Key advantage: Active against tissue schizonts; chemoprophylaxis can be stopped only 1 week post-exposure (vs. 4 weeks for mefloquine/doxycycline).
Adverse effects: GI symptoms (nausea, vomiting, diarrhea, abdominal pain), headache, mouth ulcers. Reversible elevated liver enzymes.
B. Quinine-Based Regimens (Chloroquine-Resistant P. falciparum)
| Parameter | Details |
|---|
| Quinine sulfate dose | 650 mg 3 times daily for 3-7 days (oral) |
| Combined with | Doxycycline 100 mg twice daily for 7 days OR Clindamycin 600 mg twice daily for 7 days |
| Combined regimen duration | Quinine 3 days + doxycycline 7 days (if 3-day quinine), or full 7-day quinine |
Mechanism of Action:
Quinine is a quinoline alkaloid from Cinchona bark. It concentrates in parasite food vacuoles and inhibits haeme polymerization (similar to chloroquine). It is also believed to intercalate into parasite DNA. It has blood schizonticide activity against all species. Additionally stimulates insulin secretion.
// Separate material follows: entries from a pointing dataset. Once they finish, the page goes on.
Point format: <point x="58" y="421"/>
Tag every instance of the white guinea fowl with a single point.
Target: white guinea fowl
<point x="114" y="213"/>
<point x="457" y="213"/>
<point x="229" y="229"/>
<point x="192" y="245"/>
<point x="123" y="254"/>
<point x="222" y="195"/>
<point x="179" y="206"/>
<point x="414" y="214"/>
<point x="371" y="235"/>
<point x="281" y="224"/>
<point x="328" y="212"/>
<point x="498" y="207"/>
Adverse effects (Cinchonism): Tinnitus, headache, nausea, dizziness, flushing, visual disturbances. Severe: haemolysis, hypoglycaemia, QT prolongation, blackwater fever (rare, severe haemolysis). Stimulates uterine contractions (use cautiously in pregnancy - however still used in first trimester severe malaria).
Doxycycline/Tetracycline mechanism: Inhibits parasite protein synthesis by binding 30S ribosomal subunit. Too slow to use alone - combined with quinine to shorten course and limit quinine toxicity.
C. Mefloquine
| Parameter | Details |
|---|
| Dose (treatment) | 750 mg then 500 mg 6-8 hours later OR single dose 1250 mg |
| Use | Chloroquine-resistant P. falciparum; also prophylaxis |
| Duration | Single day (split dose) |
Mechanism: Quinoline methanol compound. Mechanism not fully established - likely interferes with haeme detoxification and disrupts membrane function. Active blood schizonticide.
Adverse effects: Neurological (dizziness, nightmares, anxiety, psychosis, seizures) and GI toxicity are significant limitations. Contraindicated in persons with psychiatric illness or seizure disorders.
4. Severe (Complicated) Malaria
Severe malaria is a medical emergency - parenteral treatment is mandatory.
WHO Criteria for Severe Malaria (P. falciparum)
- Impaired consciousness/coma (cerebral malaria)
- Repeated generalized convulsions
- Renal failure (serum creatinine >3 mg/dl)
- Jaundice (serum bilirubin >3 mg/dl)
- Severe anaemia (Hb <5 g/dl)
- Pulmonary oedema / ARDS
- Hypoglycaemia (plasma glucose <40 mg/dl)
- Metabolic acidosis
- Circulatory collapse/shock (SBP <80 mmHg)
- Abnormal bleeding / DIC
- Haemoglobinuria
- Hyperthermia (>42°C)
- Hyperparasitaemia (>5-10% parasitized RBCs)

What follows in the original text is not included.